Spain, France and Italy planned a last-minute push to link the approval to a threat of swift retaliation if the United States did not hold up its end of the bargain. But in the end they backed off, EU officials said.
Instead, the 15 nations' delegates merely agreed on a nonbinding statement that if no definitive agreement is reached with Washington in the next year, they will again call on the EU to legally challenge the Helms-Burton law and D'Amato-Kennedy bill.
EU officials promised Eizenstat to discourage European investments in Cuba until European nations and Washington reached agreement on a new international regulations that would bar private companies from doing business with government-seized properties.

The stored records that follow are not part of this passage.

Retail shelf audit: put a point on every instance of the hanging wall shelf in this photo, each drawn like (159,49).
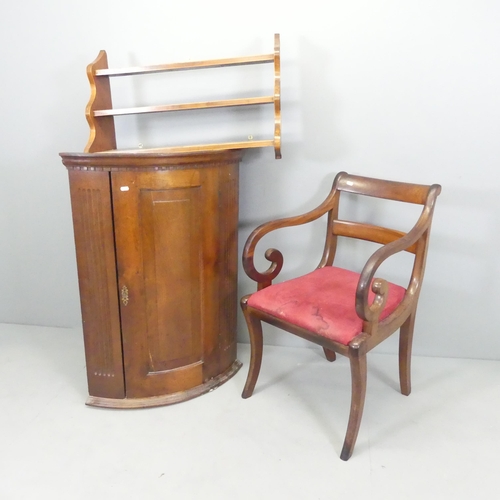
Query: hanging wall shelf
(100,112)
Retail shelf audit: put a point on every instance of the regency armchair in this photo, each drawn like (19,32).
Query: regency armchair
(343,311)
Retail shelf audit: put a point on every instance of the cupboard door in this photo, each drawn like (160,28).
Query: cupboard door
(95,253)
(162,239)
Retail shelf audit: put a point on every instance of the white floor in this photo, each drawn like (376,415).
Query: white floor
(442,442)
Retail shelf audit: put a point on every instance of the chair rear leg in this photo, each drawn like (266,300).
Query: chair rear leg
(405,345)
(256,342)
(358,389)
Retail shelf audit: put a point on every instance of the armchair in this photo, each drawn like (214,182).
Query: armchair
(343,311)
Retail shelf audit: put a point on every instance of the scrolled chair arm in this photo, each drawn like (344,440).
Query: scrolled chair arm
(371,312)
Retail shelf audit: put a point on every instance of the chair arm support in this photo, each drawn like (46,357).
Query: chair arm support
(272,254)
(371,312)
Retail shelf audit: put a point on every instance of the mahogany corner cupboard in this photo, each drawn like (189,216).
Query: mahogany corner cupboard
(156,249)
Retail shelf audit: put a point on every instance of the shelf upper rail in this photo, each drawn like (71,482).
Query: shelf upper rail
(100,111)
(182,66)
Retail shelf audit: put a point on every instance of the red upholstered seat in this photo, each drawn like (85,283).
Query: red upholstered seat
(322,302)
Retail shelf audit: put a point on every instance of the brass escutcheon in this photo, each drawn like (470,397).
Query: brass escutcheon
(124,295)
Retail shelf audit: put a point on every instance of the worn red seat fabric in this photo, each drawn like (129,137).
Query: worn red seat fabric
(343,311)
(323,302)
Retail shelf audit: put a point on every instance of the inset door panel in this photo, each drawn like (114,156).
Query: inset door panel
(160,254)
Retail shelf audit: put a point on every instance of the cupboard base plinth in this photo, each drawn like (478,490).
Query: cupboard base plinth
(167,399)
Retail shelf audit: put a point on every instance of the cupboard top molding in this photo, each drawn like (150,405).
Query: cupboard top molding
(100,112)
(119,161)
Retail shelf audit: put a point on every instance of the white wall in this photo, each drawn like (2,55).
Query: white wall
(385,88)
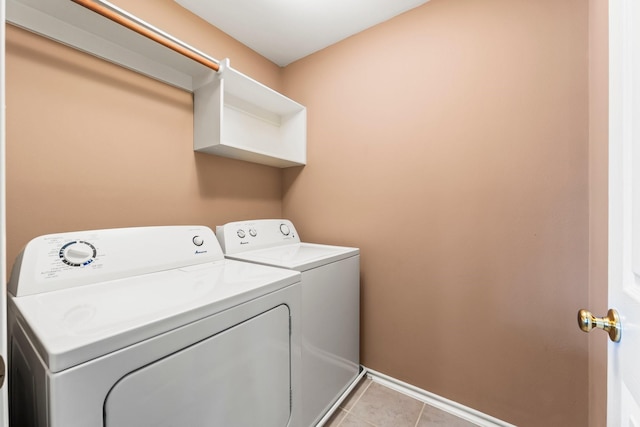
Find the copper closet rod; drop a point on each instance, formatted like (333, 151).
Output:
(140, 29)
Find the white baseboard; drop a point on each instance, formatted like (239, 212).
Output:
(439, 402)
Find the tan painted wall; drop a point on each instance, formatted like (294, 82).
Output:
(92, 145)
(451, 145)
(598, 203)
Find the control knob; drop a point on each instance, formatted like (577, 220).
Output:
(78, 253)
(284, 229)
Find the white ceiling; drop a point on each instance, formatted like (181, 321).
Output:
(287, 30)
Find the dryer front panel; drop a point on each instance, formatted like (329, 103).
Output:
(240, 377)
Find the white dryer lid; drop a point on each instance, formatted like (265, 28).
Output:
(297, 256)
(72, 326)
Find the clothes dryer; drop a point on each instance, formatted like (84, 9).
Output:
(150, 327)
(330, 304)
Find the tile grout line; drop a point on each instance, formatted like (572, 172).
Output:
(348, 411)
(424, 405)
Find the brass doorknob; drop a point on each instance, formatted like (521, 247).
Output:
(610, 324)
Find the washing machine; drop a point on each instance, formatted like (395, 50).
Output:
(150, 326)
(330, 304)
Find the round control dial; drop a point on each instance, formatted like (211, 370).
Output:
(78, 253)
(284, 229)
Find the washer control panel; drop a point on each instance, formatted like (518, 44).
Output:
(242, 236)
(65, 260)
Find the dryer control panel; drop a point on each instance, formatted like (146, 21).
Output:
(66, 260)
(242, 236)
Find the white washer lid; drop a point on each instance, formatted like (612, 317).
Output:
(72, 326)
(297, 256)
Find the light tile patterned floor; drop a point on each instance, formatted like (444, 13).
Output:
(373, 405)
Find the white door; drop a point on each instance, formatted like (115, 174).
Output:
(4, 422)
(623, 408)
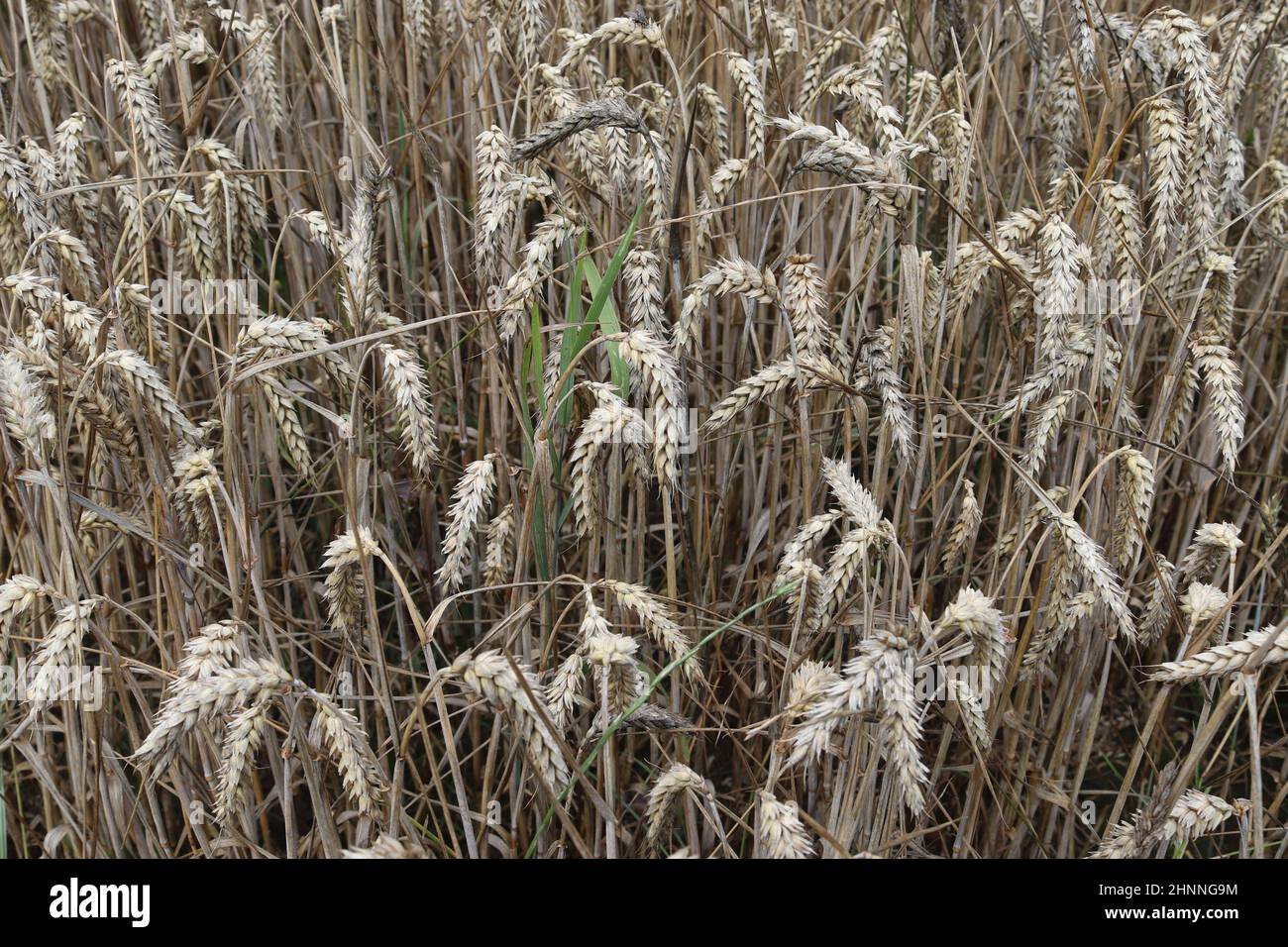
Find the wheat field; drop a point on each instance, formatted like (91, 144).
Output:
(711, 429)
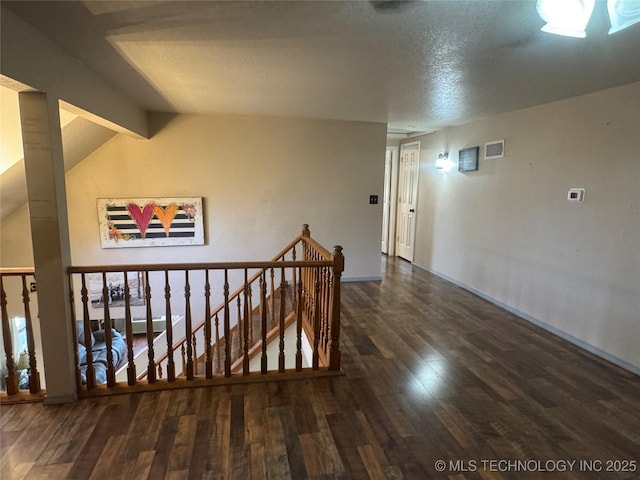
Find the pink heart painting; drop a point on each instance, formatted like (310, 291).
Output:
(142, 216)
(166, 216)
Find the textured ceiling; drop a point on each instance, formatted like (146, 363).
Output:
(417, 66)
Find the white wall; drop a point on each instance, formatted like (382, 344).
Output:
(261, 178)
(508, 231)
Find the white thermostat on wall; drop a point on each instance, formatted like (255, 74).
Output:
(576, 195)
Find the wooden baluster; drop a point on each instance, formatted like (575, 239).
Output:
(34, 376)
(74, 333)
(338, 268)
(281, 325)
(227, 330)
(316, 326)
(217, 346)
(171, 366)
(328, 319)
(299, 325)
(106, 295)
(325, 308)
(88, 337)
(247, 323)
(184, 359)
(249, 300)
(11, 380)
(151, 370)
(263, 322)
(131, 366)
(293, 279)
(239, 329)
(207, 327)
(273, 299)
(189, 333)
(195, 354)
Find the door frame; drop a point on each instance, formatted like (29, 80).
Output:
(403, 146)
(393, 201)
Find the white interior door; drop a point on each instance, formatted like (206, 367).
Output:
(407, 199)
(388, 159)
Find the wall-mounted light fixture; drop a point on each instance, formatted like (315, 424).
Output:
(443, 163)
(570, 17)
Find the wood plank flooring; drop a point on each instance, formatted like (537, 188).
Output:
(432, 373)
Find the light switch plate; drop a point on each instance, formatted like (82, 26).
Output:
(576, 195)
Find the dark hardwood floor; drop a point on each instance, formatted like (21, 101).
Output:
(432, 373)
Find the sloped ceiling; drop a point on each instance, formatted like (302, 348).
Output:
(80, 137)
(418, 66)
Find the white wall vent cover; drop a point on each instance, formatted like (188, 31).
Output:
(494, 149)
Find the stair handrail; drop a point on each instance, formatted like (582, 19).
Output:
(304, 237)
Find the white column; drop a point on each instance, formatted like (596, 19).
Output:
(44, 171)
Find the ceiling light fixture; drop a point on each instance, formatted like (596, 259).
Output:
(570, 17)
(623, 14)
(566, 17)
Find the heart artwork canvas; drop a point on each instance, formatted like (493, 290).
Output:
(150, 222)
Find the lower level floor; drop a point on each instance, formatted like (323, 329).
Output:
(437, 383)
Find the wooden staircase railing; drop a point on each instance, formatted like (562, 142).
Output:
(300, 285)
(19, 375)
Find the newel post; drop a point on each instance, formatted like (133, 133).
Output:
(338, 268)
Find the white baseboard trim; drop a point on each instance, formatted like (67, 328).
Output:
(545, 326)
(361, 279)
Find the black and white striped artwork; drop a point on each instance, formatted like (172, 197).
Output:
(146, 222)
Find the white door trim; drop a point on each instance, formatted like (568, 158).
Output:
(403, 223)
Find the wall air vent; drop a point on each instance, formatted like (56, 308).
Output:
(494, 149)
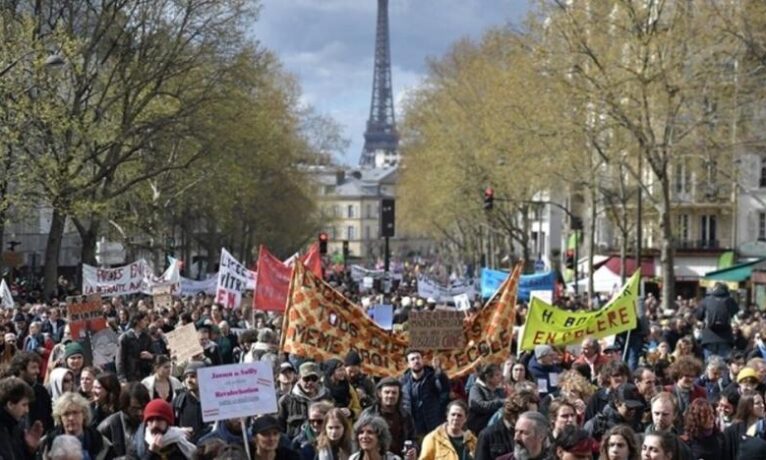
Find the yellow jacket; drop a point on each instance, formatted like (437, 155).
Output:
(437, 446)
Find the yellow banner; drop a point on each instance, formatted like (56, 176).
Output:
(550, 325)
(320, 323)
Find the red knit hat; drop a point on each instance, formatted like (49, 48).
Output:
(159, 408)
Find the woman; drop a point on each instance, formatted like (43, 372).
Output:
(161, 384)
(573, 443)
(334, 441)
(71, 414)
(483, 400)
(750, 411)
(562, 413)
(87, 378)
(450, 441)
(372, 439)
(106, 392)
(700, 431)
(660, 446)
(619, 443)
(62, 381)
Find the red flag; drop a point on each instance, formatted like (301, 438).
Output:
(272, 282)
(313, 261)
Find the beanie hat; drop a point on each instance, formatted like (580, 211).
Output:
(73, 348)
(159, 408)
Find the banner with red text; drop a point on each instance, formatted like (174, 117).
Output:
(320, 323)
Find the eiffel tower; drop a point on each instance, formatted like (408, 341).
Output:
(380, 138)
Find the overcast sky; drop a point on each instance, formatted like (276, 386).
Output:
(328, 45)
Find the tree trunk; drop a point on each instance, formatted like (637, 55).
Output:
(666, 256)
(52, 250)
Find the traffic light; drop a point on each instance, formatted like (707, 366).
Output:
(489, 198)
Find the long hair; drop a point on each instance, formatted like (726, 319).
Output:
(627, 434)
(323, 441)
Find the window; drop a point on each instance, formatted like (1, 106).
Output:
(707, 229)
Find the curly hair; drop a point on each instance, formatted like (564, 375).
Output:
(573, 383)
(699, 417)
(685, 365)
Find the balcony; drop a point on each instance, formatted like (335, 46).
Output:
(696, 245)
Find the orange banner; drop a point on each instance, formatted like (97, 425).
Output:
(320, 323)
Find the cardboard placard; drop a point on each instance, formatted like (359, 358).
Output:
(437, 330)
(183, 343)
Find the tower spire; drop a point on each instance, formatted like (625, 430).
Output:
(380, 138)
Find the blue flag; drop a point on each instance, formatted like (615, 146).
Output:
(492, 279)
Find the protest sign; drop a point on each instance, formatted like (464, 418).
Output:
(237, 390)
(322, 324)
(129, 279)
(437, 330)
(492, 279)
(86, 316)
(232, 281)
(550, 325)
(183, 343)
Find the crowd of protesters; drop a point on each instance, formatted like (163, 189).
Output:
(687, 383)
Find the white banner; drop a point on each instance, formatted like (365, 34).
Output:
(442, 294)
(134, 278)
(232, 281)
(237, 390)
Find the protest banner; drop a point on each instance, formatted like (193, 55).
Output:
(492, 279)
(183, 343)
(85, 316)
(550, 325)
(437, 330)
(273, 282)
(129, 279)
(322, 324)
(232, 281)
(237, 390)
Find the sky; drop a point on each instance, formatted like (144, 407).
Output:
(329, 46)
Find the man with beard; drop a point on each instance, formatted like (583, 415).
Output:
(294, 406)
(532, 433)
(120, 427)
(389, 407)
(157, 438)
(26, 366)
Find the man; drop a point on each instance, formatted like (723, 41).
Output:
(531, 436)
(134, 358)
(716, 311)
(26, 366)
(157, 438)
(425, 393)
(592, 356)
(15, 443)
(544, 370)
(615, 373)
(363, 385)
(389, 407)
(294, 406)
(187, 409)
(120, 428)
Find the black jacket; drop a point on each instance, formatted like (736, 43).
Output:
(494, 441)
(12, 446)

Washington in return promised to eventually seek changes in Helms-Burton, which sought to punish foreign firms trafficking with U.S. properties seized in Cuba but also sparked an international brouhaha over the law's extraterritorial reach.
Washington also is expected to seek modifications of the D'Amato-Kennedy bill, which would restrict foreign oil investments in Iran and Libya. Those two countries provide much of Europe's crude.
As a result of the Brittan-Eizenstat agreement, the EU last week suspended its challenge to Helms-Burton before the World Trade Organization.